Estos ejemplos demuestran cómo ciertos actores movilizan el arte para apoyar las resistencias, así como para estructurar las acciones y la organización de grupos militantes. Las imágenes del barco y los artefactos que acompañan la Gira Zapatista, desde las esculturas a los fanzines, se convierten en verdaderos espacios de politización donde se construyen sujetos políticos en lucha por la emancipación a través de las «artes de la resistencia». Lo que la Travesía por la Vida zapatista nos enseña es que los actos estéticos pueden funcionar como configuraciones de experiencias que inducen nuevas formas de politización y enlazan culturas políticas. Gracias a su trayectoria transatlántica, estas imágenes han permitido la aparición y el desarrollo de una cultura política que, desde los años noventa y aún hoy, sigue configurando un nuevo «sistema-mundo». El arte no debe verse aquí como la intención de un solo sujeto, sino como el conjunto del entretejido efectivo y afectivo que tiene lugar entre una práctica de resistencia y la otra.

Preguntas Frecuentes sobre el Arte y la Política Zapatista

A continuación, respondemos algunas de las preguntas más comunes sobre la particular articulación entre estética y política del EZLN:

¿Qué es el EZLN y cuándo surgió?

El Ejército Zapatista de Liberación Nacional (EZLN) es un movimiento social y político mexicano, principalmente indígena, que se levantó en armas el 1 de enero de 1994 en Chiapas, México. Se opone a la globalización neoliberal y busca la autonomía, la justicia y la dignidad para los pueblos indígenas.

¿Cómo utiliza el EZLN el arte en su lucha?

El EZLN utiliza el arte como una herramienta fundamental de comunicación y resistencia. A través de murales, dibujos, pinturas, poesías, periódicos y recursos digitales, construyen una discursividad que interpela al poder, visibiliza sus demandas y propone nuevas formas de significar la realidad, rompiendo con el discurso hegemónico.

¿Qué representan los murales zapatistas?

Los murales zapatistas, especialmente los de Oventic, son una expresión colectiva de la comunidad. Representan la lucha indígena por la tierra, la identidad y la justicia. También visibilizan el rol de las mujeres en la resistencia, y proyectan la esperanza de un «mundo donde quepan muchos mundos» a través de símbolos de alegría, renovación y autonomía.

¿Qué es la "Travesía por la Vida" y el velero "La Montaña"?

La "Travesía por la Vida" o Gira Zapatista es una iniciativa del EZLN lanzada en 2020 para tejer redes de resistencia y solidaridad con colectivos y organizaciones en los cinco continentes.

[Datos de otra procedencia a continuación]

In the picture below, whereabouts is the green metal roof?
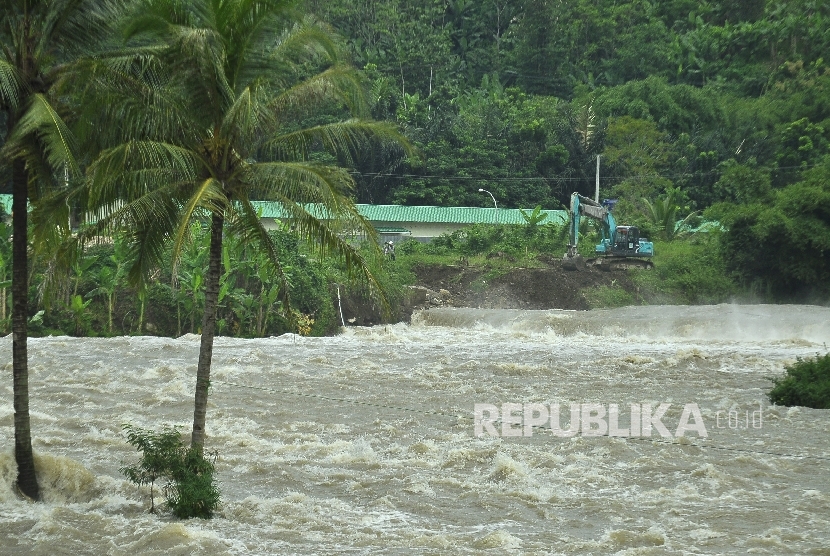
[253,201,568,224]
[0,194,568,227]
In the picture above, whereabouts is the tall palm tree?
[78,0,410,449]
[0,0,124,500]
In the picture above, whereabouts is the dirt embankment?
[414,260,638,309]
[342,259,640,326]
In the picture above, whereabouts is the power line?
[349,164,820,183]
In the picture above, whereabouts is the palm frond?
[228,193,291,310]
[4,93,80,175]
[264,120,418,163]
[270,65,369,120]
[245,162,354,208]
[173,178,229,274]
[0,59,24,109]
[87,141,199,208]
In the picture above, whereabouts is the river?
[0,305,830,555]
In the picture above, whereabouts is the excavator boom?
[562,193,654,270]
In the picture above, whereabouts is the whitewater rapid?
[0,305,830,555]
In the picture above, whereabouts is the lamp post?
[478,187,499,224]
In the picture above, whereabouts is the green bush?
[768,353,830,409]
[632,234,737,305]
[120,425,220,519]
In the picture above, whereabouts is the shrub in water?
[120,425,220,519]
[768,353,830,409]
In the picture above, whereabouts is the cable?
[211,380,830,461]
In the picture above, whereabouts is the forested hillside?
[307,0,830,294]
[307,0,830,208]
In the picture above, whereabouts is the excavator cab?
[614,226,640,255]
[612,226,640,256]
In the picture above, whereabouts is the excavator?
[562,193,654,270]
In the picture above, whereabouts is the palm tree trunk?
[10,159,40,500]
[190,213,225,451]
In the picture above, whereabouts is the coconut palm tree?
[0,0,124,500]
[76,0,410,449]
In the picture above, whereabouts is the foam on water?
[0,305,830,555]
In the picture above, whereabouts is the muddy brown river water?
[0,305,830,555]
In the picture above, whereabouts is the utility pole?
[478,188,499,224]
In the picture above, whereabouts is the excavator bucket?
[562,255,585,270]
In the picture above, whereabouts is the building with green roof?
[253,201,568,241]
[0,194,568,241]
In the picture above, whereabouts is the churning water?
[0,305,830,555]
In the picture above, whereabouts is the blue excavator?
[562,193,654,270]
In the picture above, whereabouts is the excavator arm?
[562,193,654,270]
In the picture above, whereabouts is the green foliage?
[713,157,830,300]
[120,425,220,519]
[768,354,830,409]
[643,189,697,241]
[631,234,738,304]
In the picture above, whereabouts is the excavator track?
[562,255,654,272]
[585,257,654,272]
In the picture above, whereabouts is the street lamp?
[478,187,499,224]
[478,188,499,208]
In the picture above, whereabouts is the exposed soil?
[414,260,638,309]
[342,259,641,326]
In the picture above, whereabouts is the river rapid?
[0,305,830,555]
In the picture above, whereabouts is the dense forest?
[300,0,830,295]
[308,0,830,208]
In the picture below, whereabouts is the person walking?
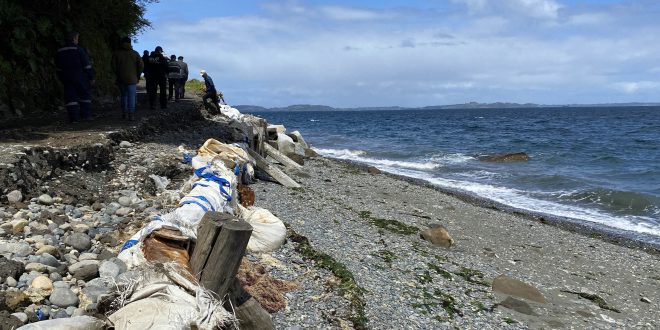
[179,56,188,99]
[55,32,95,123]
[199,70,220,113]
[167,55,181,102]
[147,46,169,110]
[112,37,144,121]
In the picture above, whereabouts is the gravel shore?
[0,97,660,330]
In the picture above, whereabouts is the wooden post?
[190,212,252,299]
[190,212,275,330]
[248,149,300,188]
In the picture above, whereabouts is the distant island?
[234,102,660,113]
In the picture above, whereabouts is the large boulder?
[478,152,530,162]
[420,224,454,248]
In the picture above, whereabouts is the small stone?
[30,275,53,291]
[35,245,60,258]
[5,276,18,288]
[49,287,78,307]
[69,260,99,281]
[117,196,132,207]
[39,194,54,205]
[7,190,23,203]
[64,233,92,251]
[11,313,27,324]
[99,261,120,278]
[115,207,132,217]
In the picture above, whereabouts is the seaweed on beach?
[359,211,419,235]
[287,226,369,329]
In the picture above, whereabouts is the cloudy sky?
[134,0,660,107]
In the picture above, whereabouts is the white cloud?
[612,81,660,94]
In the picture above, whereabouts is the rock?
[0,291,30,312]
[0,311,27,330]
[48,287,78,307]
[11,313,27,324]
[477,152,530,162]
[64,233,92,251]
[7,190,23,203]
[25,262,47,273]
[0,242,32,258]
[500,297,536,315]
[39,253,60,267]
[10,219,28,235]
[0,256,25,279]
[38,194,54,205]
[117,196,132,207]
[34,245,60,258]
[5,276,18,288]
[420,224,454,248]
[30,275,53,291]
[492,275,546,304]
[99,261,121,278]
[69,260,99,281]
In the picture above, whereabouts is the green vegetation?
[287,226,368,329]
[359,211,419,235]
[0,0,156,121]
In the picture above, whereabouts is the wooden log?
[248,148,300,188]
[191,212,252,299]
[264,143,302,170]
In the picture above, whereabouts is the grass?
[454,267,490,286]
[288,228,369,329]
[359,211,419,235]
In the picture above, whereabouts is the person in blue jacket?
[55,32,94,123]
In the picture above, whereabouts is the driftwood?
[264,143,302,170]
[248,148,300,188]
[190,212,275,330]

El velero "La Montaña" fue el barco que transportó a la primera delegación marítima zapatista, el Escuadrón 421, a Europa en 2021, simbolizando la "deconquista" y la conexión global de las luchas.

¿Cuál es el significado de los cayucos zapatistas?

Los cayucos son canoas de madera talladas por las comunidades zapatistas. Simbolizan la cultura maya ancestral, la etapa de clandestinidad y alzamiento del movimiento, la construcción de la autonomía zapatista, y la infancia zapatista. Son objetos con un profundo peso histórico y cultural, que narran la trayectoria del movimiento.

¿Cómo ha impactado el arte zapatista a nivel global?

El arte zapatista ha tenido un impacto global significativo, trascendiendo fronteras y medios. Las imágenes y símbolos, como el barquito de "La Montaña", han impulsado acciones de solidaridad en Europa y México, han sido interpretados en cómics y han llegado incluso a museos de arte contemporáneo como el Reina Sofía en Madrid, demostrando la capacidad del arte para politizar y unir culturas de resistencia.